A 10 km race has 5 water stations set up around the course. What is the minimum number of people that must run in the race in order to guarantee that 10 people stop at the same set of water stations?

289

can u explain DKS,please...

The possible sets are 2^5 = 32.

We have one null-set.
We have 5 possible sets with one station stop(1 to 5).

we have 5c2 possible sets with two station stops etc ...

Now we can at max accommodate 9 runners per set.

If we add one more runner, some or other set will have 10 runners.

So (32 * 9) + 1 = 289 is ANSWER.

Why the possible sets are 2^5?

To determine the minimum number of people that must run in the race in order to guarantee that 10 people stop at the same set of water stations, we can use the Pigeonhole Principle.

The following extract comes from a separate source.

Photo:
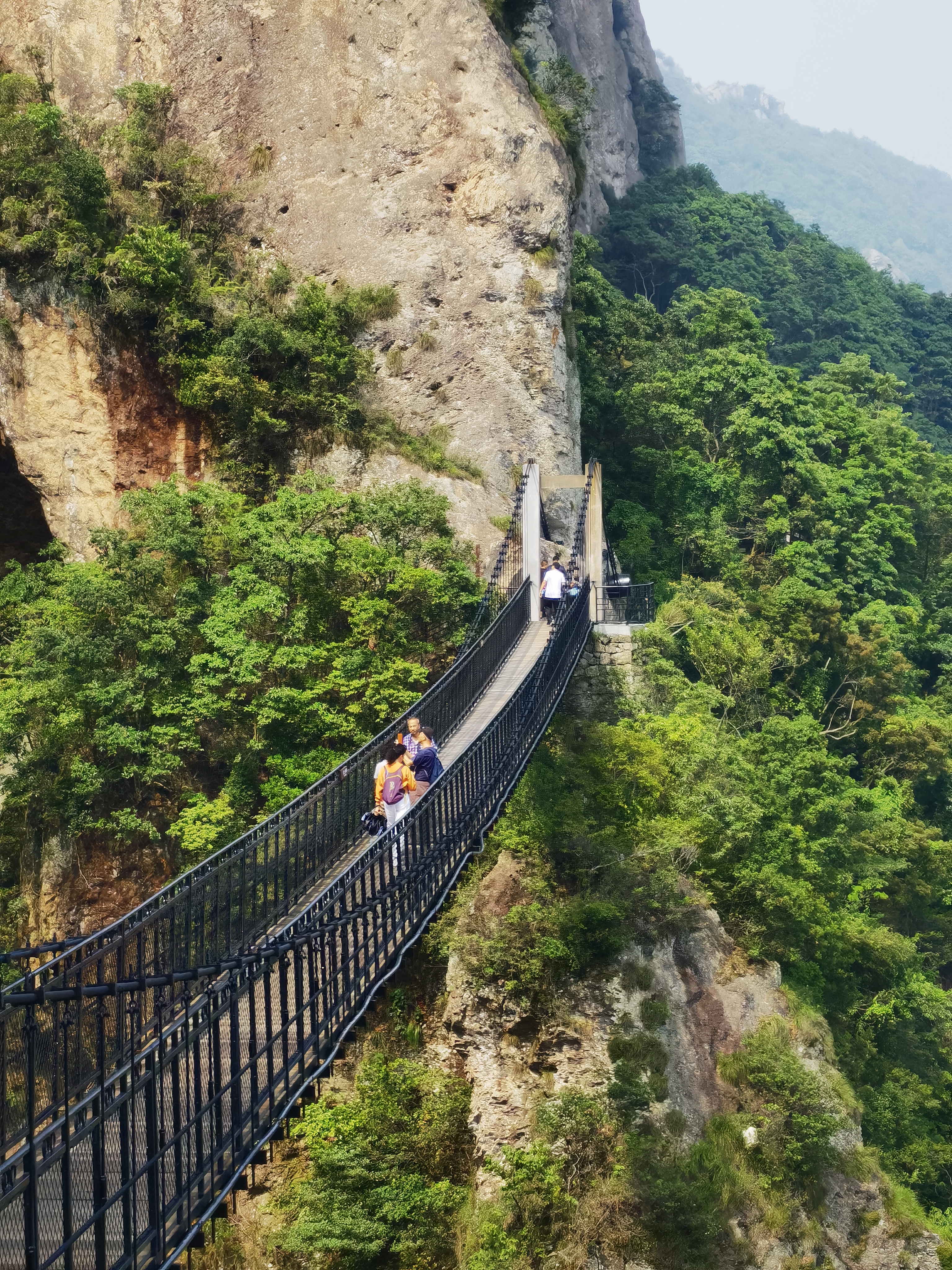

The Pigeonhole Principle states that if you have n + 1 objects to place into n containers, then at least one container must have more than one object.

In this case, we can consider the 5 water stations as containers and the people running in the race as objects. We want to guarantee that there are at least 10 people who stop at the same set of water stations.

Since there are 5 water stations, we have 5 containers. In order to guarantee that 10 people stop at the same set of water stations, we need to have at least 10 + 1 = 11 people running in the race.

Therefore, the minimum number of people that must run in the race to guarantee that 10 people stop at the same set of water stations is 11.